Katie Maass, a spokeswoman at University Medical Center in Tucson, said the hospital was treating 12 patients involved in the collisions. Three were listed as critical and the other nine were in serious condition.

Authorities closed the interstate for most of the afternoon. They reopened the eastbound lanes around 5:45 p.m., and Graves said just before 10 p.m. that officials had reopened all westbound lanes but one.

Wind gusts
Dust storms are common across Arizona during dry and windy conditions, and walls of dust more than a mile high can blanket an area in a matter of seconds, sometimes reducing visibility to zero.

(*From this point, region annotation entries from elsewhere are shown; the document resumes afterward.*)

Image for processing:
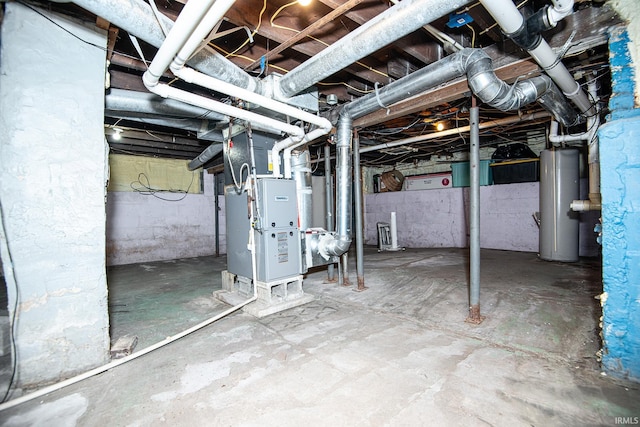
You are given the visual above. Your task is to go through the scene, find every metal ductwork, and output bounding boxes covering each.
[104,89,229,123]
[279,0,469,97]
[187,143,223,171]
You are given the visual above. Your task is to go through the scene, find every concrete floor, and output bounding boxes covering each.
[0,248,640,426]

Winds from the southwest were gusting at up to 40 mph throughout Arizona on Tuesday, said Jessica Nolte, a meteorologist with the National Weather Service in Phoenix.

“These winds have accumulated so much that when they move through the region they start to pick up the dry top soil,” she said. “It can be a very rapid development.”

The Phoenix area was enveloped in a beige haze for much of the day, obscuring the view of the mountains that surround the metropolitan area.

The winds should taper off Tuesday evening and into Wednesday, Nolte said. Another weather system was expected to move into Arizona on Thursday, and Nolte said it could generate gusts as strong as Tuesday’s.

The storms routinely plague the area near Picacho Peak, a state park in southern Arizona, said National Weather Service meteorologist Craig Shoemaker, who estimated sustained winds in the storm at 20 to 30 miles per hour, gusting up to 50 mph.